Lawmakers in Beirut agreed to elect Lebanon’s next President on Monday, breaking a deadlock that had crippled government for 29 months. The decisive vote was cast in Tehran. Iran wanted a Lebanese President who would be an ally of Hezbollah, the Shiite terror group that its chief proxy in the country. It found one in the 81-year-old former general Michel Aoun.
Under Lebanon’s explicitly sectarian political system, the President must be a Maronite Christian, while the Prime Minister is a Sunni and the Speaker of Parliament a Shiite. But in recent years Hezbollah has exercised a veto over Lebanese politics and tilted the balance in Tehran’s favor.
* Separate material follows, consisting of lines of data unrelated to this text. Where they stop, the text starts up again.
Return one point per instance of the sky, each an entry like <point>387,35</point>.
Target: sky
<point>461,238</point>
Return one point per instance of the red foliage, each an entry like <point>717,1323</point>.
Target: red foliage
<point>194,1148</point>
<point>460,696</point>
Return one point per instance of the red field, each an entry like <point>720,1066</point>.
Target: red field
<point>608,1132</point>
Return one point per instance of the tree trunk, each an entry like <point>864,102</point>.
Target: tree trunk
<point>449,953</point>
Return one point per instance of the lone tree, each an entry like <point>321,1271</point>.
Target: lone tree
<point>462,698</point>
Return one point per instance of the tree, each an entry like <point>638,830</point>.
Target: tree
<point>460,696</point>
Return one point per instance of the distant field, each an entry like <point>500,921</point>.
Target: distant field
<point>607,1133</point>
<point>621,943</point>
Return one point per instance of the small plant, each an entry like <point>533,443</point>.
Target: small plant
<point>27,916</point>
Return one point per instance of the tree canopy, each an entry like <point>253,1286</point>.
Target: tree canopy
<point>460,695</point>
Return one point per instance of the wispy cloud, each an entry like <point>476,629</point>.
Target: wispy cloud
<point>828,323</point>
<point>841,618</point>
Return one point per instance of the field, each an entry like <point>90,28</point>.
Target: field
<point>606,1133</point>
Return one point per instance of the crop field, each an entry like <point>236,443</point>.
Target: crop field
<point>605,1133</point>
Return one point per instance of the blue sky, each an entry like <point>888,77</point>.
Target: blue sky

It helps that Iran funds Hezbollah to the tune of around $200 million annually and supplies it with tens of thousands of missiles, making the group the strongest armed force in Lebanon.
Hezbollah’s presence in Lebanon allows Tehran to threaten Israel and defend Syria’s Assad regime, pillars of Iranian regional strategy. Mr. Aoun, though a Maronite, enjoys close ties with Hezbollah and isn’t likely to press the group to disarm. His Free Patriotic Movement party signed a memorandum of understanding with Hezbollah in 2006, and his rhetoric and positions are usually aligned with the Shiite group.
Mr. Aoun’s election marks a détente between Hezbollah and many in the Maronite community who have come to view the group and its Iranian backers as protectors amid a Syrian civil war that has flooded Lebanon with more than a million refugees, most of them Sunnis. It also represents a personal humiliation for Saad Hariri, who will again serve as Prime Minister under the deal. Hezbollah and agents of the Assad regime assassinated Mr. Hariri’s father, former Prime Minister Rafik Hariri, in a 2005 car bombing.